Temer deve esperar 'poeira baixar' para definir novo presidente da Petrobras

O novo nome para assumir a presidência da estatal só deve ser anunciado depois que o governo for informado pela Petrobras sobre quem irá comandar a empresa interinamente. O nome do titular interino deve ser anunciado ainda hoje

Mesmo com a saída de Parente, auxiliares de Temer dizem que a intenção do governo é manter a atual diretoria e não alterar a política de preços da Petrobras ( Foto: Wilson Dias/Agência Brasil )
17:23 · 01.06.2018 / atualizado às 17:28 por Folhapress

O presidente Michel Temer deve esperar a poeira baixar para definir quem assumirá o comando da Petrobras até o final de seu governo, após a saída de Pedro Parente do comando da empresa. A expectativa é que o conselho administrativo da petroleira anuncie ainda nesta sexta-feira (1º) um nome para presidi-la interinamente.

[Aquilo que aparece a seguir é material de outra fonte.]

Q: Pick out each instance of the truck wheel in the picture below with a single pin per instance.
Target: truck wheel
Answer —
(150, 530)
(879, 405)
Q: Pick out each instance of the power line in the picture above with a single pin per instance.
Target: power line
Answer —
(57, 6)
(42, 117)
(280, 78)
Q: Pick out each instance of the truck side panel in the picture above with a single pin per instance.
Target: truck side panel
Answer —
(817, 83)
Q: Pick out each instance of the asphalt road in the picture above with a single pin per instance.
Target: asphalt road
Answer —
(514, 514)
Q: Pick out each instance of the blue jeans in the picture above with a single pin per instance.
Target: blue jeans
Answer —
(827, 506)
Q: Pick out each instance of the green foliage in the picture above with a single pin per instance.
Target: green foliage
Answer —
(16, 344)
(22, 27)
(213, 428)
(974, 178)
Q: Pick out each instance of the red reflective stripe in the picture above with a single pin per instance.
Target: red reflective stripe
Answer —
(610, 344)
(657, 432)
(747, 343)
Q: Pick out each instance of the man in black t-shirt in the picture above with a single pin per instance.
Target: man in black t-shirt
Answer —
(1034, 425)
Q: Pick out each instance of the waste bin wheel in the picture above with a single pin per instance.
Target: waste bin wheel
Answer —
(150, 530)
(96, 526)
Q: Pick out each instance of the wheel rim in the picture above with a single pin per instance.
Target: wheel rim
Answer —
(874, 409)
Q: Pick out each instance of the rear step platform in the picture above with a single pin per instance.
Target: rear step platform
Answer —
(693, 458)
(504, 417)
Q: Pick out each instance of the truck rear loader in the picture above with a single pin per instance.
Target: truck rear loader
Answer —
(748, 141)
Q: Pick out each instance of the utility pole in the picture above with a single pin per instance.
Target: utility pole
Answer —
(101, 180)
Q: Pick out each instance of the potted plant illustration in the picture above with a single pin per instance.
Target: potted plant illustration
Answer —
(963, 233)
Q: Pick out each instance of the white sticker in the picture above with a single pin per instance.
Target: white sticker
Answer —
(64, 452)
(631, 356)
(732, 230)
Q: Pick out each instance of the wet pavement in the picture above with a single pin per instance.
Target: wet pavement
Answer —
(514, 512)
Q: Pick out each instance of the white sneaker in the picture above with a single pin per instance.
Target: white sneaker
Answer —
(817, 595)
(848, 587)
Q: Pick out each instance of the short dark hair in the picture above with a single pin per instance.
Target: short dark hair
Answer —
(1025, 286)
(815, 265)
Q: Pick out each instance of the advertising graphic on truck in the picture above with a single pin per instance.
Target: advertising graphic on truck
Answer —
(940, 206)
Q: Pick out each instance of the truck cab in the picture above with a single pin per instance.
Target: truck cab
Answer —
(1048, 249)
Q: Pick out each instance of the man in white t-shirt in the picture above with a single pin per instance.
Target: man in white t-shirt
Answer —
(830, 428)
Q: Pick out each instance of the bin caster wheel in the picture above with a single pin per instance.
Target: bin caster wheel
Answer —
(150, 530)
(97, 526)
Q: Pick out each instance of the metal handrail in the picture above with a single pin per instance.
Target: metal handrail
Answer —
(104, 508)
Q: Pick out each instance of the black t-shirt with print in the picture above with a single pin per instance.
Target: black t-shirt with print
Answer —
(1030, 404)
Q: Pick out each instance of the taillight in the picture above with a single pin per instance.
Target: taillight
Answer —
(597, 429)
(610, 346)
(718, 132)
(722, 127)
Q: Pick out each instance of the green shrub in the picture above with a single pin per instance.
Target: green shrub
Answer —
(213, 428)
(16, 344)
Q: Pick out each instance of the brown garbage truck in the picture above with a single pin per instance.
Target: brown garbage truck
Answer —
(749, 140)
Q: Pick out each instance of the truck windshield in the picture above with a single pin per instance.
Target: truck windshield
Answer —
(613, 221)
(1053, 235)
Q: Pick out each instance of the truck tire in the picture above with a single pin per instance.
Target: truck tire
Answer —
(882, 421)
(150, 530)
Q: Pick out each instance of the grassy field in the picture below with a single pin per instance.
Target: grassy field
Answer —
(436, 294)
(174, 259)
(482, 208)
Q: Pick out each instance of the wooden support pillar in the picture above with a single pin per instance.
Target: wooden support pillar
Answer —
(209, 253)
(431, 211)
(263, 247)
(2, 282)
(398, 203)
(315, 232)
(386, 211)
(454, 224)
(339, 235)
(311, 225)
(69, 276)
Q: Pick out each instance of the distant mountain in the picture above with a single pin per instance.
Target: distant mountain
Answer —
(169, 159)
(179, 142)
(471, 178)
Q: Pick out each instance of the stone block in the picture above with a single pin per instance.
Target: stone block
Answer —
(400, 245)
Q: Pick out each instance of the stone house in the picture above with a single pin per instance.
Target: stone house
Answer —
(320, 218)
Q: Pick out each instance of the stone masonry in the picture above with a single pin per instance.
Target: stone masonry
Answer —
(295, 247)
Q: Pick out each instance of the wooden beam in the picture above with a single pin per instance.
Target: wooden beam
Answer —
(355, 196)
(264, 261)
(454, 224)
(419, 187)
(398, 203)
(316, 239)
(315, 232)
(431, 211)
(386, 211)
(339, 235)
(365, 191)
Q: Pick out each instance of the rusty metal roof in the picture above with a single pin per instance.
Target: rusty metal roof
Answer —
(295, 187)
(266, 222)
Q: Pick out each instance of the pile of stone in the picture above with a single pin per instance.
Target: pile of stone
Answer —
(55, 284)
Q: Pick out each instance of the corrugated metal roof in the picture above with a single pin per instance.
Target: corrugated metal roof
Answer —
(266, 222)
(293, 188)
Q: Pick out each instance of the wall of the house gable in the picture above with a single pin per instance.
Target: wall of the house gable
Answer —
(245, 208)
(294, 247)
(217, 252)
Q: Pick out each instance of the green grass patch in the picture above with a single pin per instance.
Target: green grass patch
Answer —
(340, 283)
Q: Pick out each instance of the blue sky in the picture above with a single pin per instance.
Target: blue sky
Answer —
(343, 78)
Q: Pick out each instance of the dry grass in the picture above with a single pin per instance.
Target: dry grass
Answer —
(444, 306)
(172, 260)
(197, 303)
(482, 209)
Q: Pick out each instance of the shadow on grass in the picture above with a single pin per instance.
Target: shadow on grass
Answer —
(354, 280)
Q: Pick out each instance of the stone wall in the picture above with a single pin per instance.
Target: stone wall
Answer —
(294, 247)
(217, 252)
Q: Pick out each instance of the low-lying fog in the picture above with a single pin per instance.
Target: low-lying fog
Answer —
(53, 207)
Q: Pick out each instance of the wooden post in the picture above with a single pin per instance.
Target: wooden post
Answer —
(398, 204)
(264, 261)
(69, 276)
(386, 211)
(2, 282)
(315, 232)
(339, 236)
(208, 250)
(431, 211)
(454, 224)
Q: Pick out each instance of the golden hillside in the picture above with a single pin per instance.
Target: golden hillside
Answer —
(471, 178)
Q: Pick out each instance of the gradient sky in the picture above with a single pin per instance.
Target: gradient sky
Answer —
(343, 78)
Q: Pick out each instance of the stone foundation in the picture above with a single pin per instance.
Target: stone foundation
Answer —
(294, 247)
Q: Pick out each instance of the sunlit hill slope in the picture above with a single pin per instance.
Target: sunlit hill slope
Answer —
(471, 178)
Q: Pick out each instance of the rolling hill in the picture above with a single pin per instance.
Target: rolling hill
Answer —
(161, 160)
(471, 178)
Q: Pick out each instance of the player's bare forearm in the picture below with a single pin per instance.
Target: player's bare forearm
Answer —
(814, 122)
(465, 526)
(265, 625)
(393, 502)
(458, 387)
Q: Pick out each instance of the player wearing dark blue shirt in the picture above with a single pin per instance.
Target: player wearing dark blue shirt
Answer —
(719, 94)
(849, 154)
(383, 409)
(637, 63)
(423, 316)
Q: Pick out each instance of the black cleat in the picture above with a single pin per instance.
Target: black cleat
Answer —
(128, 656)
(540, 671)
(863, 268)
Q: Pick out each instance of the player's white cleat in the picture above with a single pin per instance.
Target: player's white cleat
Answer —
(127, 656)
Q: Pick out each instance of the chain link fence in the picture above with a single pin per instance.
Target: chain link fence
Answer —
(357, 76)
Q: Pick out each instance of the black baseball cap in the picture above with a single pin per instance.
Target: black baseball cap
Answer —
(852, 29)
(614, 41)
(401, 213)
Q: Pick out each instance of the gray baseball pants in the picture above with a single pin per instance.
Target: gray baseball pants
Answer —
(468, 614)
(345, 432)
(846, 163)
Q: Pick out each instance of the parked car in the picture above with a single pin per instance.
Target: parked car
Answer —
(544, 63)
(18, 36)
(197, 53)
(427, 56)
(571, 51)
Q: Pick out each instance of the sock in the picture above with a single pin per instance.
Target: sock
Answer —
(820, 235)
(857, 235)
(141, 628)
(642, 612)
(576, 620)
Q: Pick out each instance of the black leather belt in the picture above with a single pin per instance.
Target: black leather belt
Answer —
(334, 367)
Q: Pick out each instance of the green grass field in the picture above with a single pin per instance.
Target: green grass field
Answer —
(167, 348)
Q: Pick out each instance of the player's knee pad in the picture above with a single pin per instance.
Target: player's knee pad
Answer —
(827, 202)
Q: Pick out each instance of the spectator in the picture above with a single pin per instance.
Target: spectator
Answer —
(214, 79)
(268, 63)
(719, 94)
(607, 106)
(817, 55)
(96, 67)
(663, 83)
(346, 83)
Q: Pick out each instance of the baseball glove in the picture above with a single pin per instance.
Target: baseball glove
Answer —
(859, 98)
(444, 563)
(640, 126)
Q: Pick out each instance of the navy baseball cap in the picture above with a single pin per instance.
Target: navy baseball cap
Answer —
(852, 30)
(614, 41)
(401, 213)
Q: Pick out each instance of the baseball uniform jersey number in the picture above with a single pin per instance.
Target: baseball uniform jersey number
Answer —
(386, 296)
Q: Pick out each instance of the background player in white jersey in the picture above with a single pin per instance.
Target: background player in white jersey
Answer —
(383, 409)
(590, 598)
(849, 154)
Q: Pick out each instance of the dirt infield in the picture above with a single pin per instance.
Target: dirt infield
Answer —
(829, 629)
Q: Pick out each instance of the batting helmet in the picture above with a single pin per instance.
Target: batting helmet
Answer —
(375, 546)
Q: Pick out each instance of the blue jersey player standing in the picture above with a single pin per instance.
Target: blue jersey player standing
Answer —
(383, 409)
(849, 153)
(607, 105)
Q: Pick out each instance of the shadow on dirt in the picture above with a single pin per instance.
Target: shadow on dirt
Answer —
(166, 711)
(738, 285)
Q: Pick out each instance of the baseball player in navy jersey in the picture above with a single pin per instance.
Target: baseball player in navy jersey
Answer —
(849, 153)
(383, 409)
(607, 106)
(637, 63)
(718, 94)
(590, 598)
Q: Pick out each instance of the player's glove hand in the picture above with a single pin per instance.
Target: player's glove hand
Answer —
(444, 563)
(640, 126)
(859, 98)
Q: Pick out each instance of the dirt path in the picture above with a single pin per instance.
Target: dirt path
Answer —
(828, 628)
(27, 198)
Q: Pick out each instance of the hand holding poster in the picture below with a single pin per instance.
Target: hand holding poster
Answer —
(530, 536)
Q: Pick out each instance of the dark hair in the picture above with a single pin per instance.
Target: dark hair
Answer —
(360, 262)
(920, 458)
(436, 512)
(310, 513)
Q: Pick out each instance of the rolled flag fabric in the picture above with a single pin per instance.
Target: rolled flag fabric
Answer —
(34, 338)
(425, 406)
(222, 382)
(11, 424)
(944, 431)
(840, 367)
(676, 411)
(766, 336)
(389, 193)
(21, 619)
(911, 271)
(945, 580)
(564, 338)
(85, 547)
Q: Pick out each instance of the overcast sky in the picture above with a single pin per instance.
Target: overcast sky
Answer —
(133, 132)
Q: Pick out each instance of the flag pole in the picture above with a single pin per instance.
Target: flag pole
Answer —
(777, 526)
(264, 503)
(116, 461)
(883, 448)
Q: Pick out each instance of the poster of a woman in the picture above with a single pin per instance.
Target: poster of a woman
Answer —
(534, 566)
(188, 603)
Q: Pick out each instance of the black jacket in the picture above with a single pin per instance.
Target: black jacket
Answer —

Até o final desta tarde, o Planalto não havia se manifestado oficialmente sobre a demissão. Mais cedo, os ministros de articulação política do governo, Eliseu Padilha (Casa Civil) e Carlos Marun (Secretaria de Governo) se recusaram a responder perguntas de jornalistas sobre a saída de Parente do comando da Petrobras. 

O presidente passou a manhã e a tarde em reunião com ministros após o encontro com Parente, e auxiliares afirmam que tratativas sobre o novo nome só devem ser feitas após o governo ser informado pela Petrobras sobre quem assumirá o comando interinamente. 

Mesmo com a saída de Parente, auxiliares de Temer dizem que a intenção do governo é manter a atual diretoria e não alterar a política de preços da Petrobras, muito embora haja forte pressão para isso, inclusive na base aliada.

Apesar das queixas de apoiadores do governo feitas até mesmo diretamente ao presidente, pessoas próximas a ele disseram que foram pegas de surpresa com a notícia do pedido de demissão de Parente. Segundo elas, não havia no Palácio do Planalto articulação para tirá-lo do cargo.

O ministro da Casa Civil, Eliseu Padilha, estava na reunião de monitoramento da crise provocada por 11 dias de paralisação de caminhoneiros quando foi informado, por alerta do mercado financeiro, de que Parente havia ido ao terceiro andar do Planalto entregar sua carta de demissão. Desceu imediatamente, mas a saída do agora ex-presidente da Petrobras já estava consumada.

Na segunda-feira (28), auge da crise dos caminhoneiros, o ministro chegou a afirmar que a saída de Parente não estava na pauta do governo. "Não está na pauta do governo sequer analisar a possibilidade de o ministro sair do cargo."

Padilha havia elogiado a atuação de Parente à frente da estatal e disse que sua gestão está alinhada com o que pensa o governo. "Sob o ponto de vista de gestão, [Parente] mostrou que está afinado com a intenção do presidente Michel Temer e, portanto. Não podemos analisar sequer qualquer pressão para demissão do Pedro Parente. Para nós, ele é um gestor eficaz, eficiente e tem apresentado rodos os resultados em um tempo curto", afirmou.